We have incorporated the optimized OtoProtein2 structures with the DVD (www.deafnessvariationdatabase.org) to be visualized in the context of the comprehensive genetic information available therein. With 100% coverage, any DVD missense variant can be selected and visualized on its corresponding protein structure. These structures are also available for download on Github (https://github.com/SchniedersLab/OtoProtein).

Using ∆∆GFold predictions to prioritize variants of uncertain significance

We used DDGun3D (Montanucci et al. 2019) and the optimized OtoProtein2 structures to predict the folding free energy differences (∆∆GFold) for 128,167 missense variants in the DVD (Fig. 3 and Table S4).

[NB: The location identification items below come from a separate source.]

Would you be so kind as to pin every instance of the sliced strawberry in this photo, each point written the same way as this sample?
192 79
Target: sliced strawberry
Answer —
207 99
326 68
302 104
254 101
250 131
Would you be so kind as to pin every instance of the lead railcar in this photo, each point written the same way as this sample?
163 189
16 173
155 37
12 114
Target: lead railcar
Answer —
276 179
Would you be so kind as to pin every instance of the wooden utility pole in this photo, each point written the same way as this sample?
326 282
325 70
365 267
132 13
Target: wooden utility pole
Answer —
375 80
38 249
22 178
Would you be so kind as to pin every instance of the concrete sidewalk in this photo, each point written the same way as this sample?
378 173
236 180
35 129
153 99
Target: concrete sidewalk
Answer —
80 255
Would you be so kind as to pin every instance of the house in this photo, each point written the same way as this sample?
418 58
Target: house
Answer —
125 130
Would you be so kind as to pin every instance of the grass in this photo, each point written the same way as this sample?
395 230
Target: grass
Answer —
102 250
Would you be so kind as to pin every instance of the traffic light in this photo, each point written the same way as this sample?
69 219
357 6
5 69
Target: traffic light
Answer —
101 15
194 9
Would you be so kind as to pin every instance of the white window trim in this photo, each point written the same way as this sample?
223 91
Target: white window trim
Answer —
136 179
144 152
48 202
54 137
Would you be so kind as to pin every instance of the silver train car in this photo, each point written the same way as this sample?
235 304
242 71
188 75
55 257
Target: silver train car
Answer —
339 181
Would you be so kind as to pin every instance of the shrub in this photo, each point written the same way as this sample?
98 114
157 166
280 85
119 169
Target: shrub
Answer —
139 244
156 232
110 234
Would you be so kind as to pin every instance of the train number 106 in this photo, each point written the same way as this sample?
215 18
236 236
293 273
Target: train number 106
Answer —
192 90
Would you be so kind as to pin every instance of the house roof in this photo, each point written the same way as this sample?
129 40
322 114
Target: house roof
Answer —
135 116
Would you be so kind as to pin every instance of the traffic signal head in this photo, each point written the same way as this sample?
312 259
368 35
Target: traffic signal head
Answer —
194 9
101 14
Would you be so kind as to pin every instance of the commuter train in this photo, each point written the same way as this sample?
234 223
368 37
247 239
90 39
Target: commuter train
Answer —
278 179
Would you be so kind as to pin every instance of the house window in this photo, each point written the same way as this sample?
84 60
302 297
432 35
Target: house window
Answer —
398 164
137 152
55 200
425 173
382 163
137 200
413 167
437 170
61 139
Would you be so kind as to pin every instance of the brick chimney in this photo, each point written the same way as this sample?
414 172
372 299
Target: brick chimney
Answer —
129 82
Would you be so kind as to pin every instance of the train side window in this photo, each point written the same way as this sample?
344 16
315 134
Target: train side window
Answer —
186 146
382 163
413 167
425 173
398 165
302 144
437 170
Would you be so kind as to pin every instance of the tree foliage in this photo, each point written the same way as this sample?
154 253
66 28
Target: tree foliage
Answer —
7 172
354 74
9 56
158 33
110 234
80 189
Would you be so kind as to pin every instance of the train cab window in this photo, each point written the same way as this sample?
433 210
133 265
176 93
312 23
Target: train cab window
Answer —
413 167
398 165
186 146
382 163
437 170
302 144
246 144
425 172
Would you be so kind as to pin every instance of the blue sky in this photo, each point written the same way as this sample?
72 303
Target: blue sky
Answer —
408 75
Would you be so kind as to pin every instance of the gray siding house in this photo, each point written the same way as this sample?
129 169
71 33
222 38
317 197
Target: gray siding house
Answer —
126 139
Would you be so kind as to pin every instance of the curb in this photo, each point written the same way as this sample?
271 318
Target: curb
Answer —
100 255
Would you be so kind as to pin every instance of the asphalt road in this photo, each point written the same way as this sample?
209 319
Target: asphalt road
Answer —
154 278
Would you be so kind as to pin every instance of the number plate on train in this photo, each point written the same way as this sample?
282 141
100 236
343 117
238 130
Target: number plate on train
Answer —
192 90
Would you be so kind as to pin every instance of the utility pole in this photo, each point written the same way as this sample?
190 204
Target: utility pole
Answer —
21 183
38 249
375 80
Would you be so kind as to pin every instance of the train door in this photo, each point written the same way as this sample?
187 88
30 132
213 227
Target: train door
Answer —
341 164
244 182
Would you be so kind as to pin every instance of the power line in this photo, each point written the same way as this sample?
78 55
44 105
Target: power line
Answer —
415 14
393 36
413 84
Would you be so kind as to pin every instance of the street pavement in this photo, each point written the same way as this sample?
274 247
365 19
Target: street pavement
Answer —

In total, 75,072 variants (59%) are destabilizing (∆∆GFold > 0), 34,253 variants (27%) are stabilizing (∆∆GFold < 0), and the remainder are neutral (∆∆GFold = 0). B variants show a mildly destabilizing mean ∆∆GFold of 0.13 kcal/mol while P variants have a higher destabilizing mean ∆∆GFold of 0.80 kcal/mol (p-value = 8.54 × 10–197). Within each variant classification (B: p-value = 1.006 × 10–2; P: p-value = 3.68 × 10–114), variants in high confidence regions of a protein structure (i.e., often functional regions) have a higher mean ∆∆GFold and a wider distribution of ∆∆GFold than variants that fall within low confidence regions (i.e., often natively disordered protein regions).

Fig. 3
figure 3

The range of ∆∆GFold predictions for missense variants in the Deafness Variation Database (DVD). a Box plots are grouped based on DVD pathogenicity classification and bars are colored based on the structure confidence at the variant’s amino acid position. Pathogenic variants and variants in confident portions of protein models have a larger distribution of ∆∆GFold than the benign and low confidence (e.g., usually solvent exposed) counterparts. The number of observations belonging to each box is printed below the box, and each outlier in the boxplot can represent multiple VUSs due to overlap in ∆∆GFold (also applies to panel b). b A box plot for all VUSs in the DVD. Outliers colored in red are prioritized VUSs that have a large ∆∆GFold (≥ 1.8 kcal/mol) and a high CADD score (> 25.7). Unprioritized VUSs do not have a high CADD score. The number of prioritized VUSs belonging to each box is printed in red below the total number of observations belonging to the box

Using thermodynamics principles (see derivation in supplementary information and Table S3), a ∆∆GFold of > 1.8 kcal/mol represents a 20-fold decrease in the ratio of folded to unfolded protein. At this threshold, variants with a ∆∆GFold larger than 1.8 kcal/mol are appreciably destabilizing to a protein fold, likely resulting in loss of function or protein degradation. The 1.8 kcal/mol threshold results in a positive predictive value (PPV) of 97.1% and specificity of 98.2%, with nearly 17% of pathogenic variants (1067 of all P variants in the DVD) falling above 1.8 kcal/mol. Using the ∆∆GFold with a 1.8 kcal/mol cutoff, 5772 VUSs are deleterious due to destabilization of the protein fold, loss of native function and possibly protein degradation. The presence of both destabilizing and over stabilizing variants are known to result in disease phenotypes (Stefl et al. 2013; Takano et al. 2012; Witham et al. 2011), and we observed that some pathogenic DVD variants have a largely over stabilizing ∆∆GFold (< − 1.8 kcal/mol). However, using a − 1.8 kcal/mol threshold (i.e., a 20-fold increase in the ratio of folded to unfolded protein) to identify over stabilizing variants resulted in a PPV of only 93.0% and applied to only 53 pathogenic variants. Therefore, we focused attention on only destabilizing variants. With nearly 90,000 VUSs in the DVD, DDGun3D provides an efficient means for calculating ∆∆GFold and identifying deleterious variants.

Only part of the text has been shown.